Quote from: beenthere on January 23, 2023, 05:05:04 AM
Do you have a shop press? Might be the type of investment Ianab was referring to that would have benefit for other applications after fixing these rails.

I'd prefer using a press to "iron" out the bends shown in the OP photo's (if replacement isn't possible).
No, but a buddy of mine does.  He has let me use it before.  I'll keep yall posted.
Thank you for your input.  It is always easier (and cheaper) to put more eyes on the problem.

Stephen1

I always try to fix things myself, if I can not fix it the worst that will happen is you have to buy new, the best that can happen is you fix it. 8)
You never know util you try.
IDRY Vacum Kiln, LT40HDWide, BMS250 sharpener/setter 742b Bobcat, TCM forklift, Sthil 026,038, 461. 1952 TEA Fergusan Tractor

Magicman

The problem with straightening is that when metal is bent it expands. When straightened there is excess metal that has to go somewhere and possibly causes wrinkles.  Auto body shops constantly deal with this.

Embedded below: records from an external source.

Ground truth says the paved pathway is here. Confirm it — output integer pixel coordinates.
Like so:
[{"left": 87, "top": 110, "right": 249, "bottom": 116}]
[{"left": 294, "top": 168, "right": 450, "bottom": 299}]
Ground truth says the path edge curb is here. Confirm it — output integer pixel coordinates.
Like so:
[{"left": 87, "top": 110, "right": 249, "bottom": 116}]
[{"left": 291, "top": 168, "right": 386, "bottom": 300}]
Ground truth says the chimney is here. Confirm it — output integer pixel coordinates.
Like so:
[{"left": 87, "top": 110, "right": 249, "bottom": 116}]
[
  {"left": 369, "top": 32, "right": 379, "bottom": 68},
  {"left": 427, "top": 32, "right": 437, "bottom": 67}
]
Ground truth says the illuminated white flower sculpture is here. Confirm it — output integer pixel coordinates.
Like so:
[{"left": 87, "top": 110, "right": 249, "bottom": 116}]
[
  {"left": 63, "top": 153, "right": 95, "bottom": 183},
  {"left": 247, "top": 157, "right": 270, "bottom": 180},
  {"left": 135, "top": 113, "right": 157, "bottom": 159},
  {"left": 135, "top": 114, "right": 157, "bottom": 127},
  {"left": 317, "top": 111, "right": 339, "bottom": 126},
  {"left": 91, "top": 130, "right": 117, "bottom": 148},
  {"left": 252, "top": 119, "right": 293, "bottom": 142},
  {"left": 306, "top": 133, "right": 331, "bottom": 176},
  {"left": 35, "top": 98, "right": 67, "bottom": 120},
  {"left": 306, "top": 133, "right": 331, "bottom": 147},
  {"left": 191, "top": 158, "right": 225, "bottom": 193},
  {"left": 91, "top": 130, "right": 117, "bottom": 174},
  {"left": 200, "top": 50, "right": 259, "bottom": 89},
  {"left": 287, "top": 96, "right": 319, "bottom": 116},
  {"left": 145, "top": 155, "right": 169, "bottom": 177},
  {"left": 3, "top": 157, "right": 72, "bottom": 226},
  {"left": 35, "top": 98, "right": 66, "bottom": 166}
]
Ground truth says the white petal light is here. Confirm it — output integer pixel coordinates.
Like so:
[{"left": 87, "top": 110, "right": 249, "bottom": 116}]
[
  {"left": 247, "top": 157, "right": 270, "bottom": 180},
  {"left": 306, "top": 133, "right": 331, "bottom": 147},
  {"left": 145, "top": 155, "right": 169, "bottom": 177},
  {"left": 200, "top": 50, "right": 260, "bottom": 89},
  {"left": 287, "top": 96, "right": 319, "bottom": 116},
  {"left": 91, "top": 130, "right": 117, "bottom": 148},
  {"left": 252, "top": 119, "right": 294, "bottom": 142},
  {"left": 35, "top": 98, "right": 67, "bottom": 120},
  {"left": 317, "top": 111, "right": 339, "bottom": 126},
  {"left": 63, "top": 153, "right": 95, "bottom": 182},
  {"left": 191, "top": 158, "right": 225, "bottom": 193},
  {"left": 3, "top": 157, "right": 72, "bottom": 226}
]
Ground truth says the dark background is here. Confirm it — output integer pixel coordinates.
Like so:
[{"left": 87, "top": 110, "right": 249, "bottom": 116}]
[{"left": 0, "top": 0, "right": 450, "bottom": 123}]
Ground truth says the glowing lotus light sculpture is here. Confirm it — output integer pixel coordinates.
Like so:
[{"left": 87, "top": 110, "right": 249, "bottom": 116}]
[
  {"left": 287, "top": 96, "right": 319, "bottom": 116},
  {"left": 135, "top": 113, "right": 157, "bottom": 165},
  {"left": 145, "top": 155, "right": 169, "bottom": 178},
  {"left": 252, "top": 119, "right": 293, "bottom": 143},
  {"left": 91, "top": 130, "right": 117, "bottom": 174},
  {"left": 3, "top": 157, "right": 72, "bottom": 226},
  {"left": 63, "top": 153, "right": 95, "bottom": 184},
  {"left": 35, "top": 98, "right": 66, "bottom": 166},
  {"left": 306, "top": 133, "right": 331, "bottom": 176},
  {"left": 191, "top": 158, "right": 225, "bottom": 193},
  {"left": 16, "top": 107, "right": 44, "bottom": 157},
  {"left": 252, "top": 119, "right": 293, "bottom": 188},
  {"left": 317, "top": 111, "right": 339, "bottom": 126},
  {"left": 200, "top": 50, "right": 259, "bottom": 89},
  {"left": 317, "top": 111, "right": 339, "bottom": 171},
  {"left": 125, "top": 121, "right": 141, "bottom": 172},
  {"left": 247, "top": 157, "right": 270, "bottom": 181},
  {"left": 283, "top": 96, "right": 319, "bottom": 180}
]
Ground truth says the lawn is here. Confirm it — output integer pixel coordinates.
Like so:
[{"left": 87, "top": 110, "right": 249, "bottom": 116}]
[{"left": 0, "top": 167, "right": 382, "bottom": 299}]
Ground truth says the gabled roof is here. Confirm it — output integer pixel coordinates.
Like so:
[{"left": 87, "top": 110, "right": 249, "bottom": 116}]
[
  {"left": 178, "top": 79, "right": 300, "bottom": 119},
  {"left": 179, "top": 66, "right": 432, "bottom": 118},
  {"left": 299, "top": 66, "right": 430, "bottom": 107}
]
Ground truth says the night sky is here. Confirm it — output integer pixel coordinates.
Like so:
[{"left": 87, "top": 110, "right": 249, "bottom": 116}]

You may can replace the longer pieces and cut/replace the shorter pieces from the damaged longer pieces.
Knothole Sawmill, LLC     '98 Wood-Mizer LT40SuperHydraulic   WM Million BF Club Member   WM Pro Sawyer Network

It's Weird being the Same Age as Old People

Never allow your "need" to make money to exceed your "desire" to provide quality service.....The Magicman

YellowHammer

Personally, I would pull them, put one of them in my truck, carry it to the nearest steel supply shop, and get new steel of the same size (or the next gauge up), galvanized or not, most likely not, because I'm not a big fan of galvanized.  

Most steel supply shops will gladly cut it to length for a buck per cut, so I'd give them a cut list and they would have it done by the time I could back the truck up to the bay door.  Then bring the pieces home, match drill the holes, hit it with some paint, and install it.

If your buddy has press, he should have the knowledge or tools to help you drill the holes.  You could be up and running very quickly.  
YellowHammerisms:

Take steps to save steps.

If it won't roll, its not a log; it's still a tree.  Sawmills cut logs, not trees.

Kiln drying wood: When the cookies are burned, they're burned, and you can't fix them.